Walker Percy does a short jog, working up a sweat, in French despair a la Camus, and finds a glimpse of God. Cormac McCarthy trudges in agony for a lifetime and finds nothing.




[This dramatic reading shows the screenwriters' faithful but creative adaptation of the original.]

To watch video, try this link:

http://www2.chinadaily.com.cn/language_tips/auvideo/2008-03/14/content_6537967.htm

I shouldn't diminish Percy's effort, though his happy ending in The Moviegoer seems an aim at Hollywood comedy a la The Graduate rather than Christian optimism. Here's a few more lines from the novel:

Today is my thirtieth birthday and I sit on the ocean wave in the schoolyard and wait for Kate and think of nothing. Now in the thirty-first year of my dark pilgrimage on this earth and knowing less than I ever knew before, having learned only to recognize merde when I see it, having inherited no more from my father than a good nose for merde, for every species of shit that flies - my only talent - smelling merde from every quarter, living in fact in the very century of merde, the great shithouse of scientific humanism where needs are satisfied, everyone becomes an anyone, a warm and creative person, and prospers like a dung beetle, and one hundred percent of people are humanists and ninety-eight percent believe in God, and men are dead, dead, dead; and the malaise has settled like a fall-out and what people really fear is not that the bomb will fall but that the bomb will not fall - on this my thirtieth birthday, I know nothing and there is nothing to do but fall prey to desire.

The search is what anyone would undertake if he were not sunk in the everydayness of his own life.

To become aware of the possibility of the search is to be onto something.
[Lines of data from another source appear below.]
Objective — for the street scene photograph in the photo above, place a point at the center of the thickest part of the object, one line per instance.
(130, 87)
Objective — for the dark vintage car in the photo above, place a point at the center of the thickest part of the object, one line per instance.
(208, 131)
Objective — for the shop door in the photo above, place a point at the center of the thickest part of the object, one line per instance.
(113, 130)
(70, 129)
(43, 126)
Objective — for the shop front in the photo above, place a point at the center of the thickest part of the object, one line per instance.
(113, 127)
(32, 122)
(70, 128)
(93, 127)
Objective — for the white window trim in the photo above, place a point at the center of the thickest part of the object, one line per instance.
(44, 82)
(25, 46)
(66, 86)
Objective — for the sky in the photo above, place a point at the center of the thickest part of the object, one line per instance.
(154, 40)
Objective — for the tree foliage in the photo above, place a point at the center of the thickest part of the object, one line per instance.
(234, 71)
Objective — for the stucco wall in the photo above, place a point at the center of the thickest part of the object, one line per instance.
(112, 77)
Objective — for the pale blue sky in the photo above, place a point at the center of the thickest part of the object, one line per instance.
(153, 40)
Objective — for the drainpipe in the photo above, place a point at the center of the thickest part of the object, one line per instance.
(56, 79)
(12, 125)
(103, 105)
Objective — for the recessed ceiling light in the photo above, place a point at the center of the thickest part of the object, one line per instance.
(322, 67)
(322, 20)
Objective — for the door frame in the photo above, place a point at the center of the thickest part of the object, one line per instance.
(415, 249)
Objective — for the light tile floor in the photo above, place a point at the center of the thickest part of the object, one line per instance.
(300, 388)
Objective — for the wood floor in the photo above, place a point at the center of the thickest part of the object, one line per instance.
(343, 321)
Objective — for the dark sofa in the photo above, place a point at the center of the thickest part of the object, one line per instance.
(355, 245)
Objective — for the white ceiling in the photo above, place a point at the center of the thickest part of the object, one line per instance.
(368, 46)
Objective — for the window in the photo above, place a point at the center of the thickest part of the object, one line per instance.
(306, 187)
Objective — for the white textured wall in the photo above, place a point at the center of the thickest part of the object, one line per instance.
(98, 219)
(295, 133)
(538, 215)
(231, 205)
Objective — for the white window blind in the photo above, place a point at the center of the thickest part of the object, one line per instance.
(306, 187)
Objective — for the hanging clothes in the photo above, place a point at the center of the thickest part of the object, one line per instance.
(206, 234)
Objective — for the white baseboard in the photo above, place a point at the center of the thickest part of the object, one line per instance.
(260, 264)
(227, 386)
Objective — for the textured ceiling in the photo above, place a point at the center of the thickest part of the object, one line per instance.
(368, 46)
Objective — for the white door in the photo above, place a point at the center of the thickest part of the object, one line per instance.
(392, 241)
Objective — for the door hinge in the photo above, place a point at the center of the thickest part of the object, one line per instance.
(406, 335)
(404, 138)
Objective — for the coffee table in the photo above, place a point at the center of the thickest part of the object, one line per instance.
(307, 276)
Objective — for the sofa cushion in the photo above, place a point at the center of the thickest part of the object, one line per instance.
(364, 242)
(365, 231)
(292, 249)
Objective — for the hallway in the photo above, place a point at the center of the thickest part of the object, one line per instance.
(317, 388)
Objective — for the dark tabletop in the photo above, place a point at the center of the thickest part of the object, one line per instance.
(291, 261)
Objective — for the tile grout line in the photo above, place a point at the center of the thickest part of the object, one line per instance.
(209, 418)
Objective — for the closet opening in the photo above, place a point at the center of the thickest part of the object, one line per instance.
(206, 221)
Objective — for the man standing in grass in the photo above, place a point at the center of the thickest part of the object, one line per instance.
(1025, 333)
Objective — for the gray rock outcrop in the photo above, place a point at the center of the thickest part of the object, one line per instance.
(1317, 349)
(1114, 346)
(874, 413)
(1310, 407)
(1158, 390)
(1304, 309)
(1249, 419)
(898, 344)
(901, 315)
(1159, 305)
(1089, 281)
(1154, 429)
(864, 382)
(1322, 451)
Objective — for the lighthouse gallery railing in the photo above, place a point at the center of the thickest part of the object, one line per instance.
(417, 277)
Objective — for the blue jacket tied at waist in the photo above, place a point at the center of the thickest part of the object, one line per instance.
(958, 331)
Not to be onto something is to be in despair. The movies are onto the search, but they screw it up. The search always ends in despair. They like to show a fellow coming to himself in a strange place-but what does he do? He takes up with the local librarian, sets about proving to the local children what a nice fellow he is, and settles down with a vengeance. In two weeks time he is so sunk in everydayness that he might just as well be dead.

And the novel's epigraph taken from Kierkegaard:
. . . the specific character of despair is precisely this: it is unaware of being despair.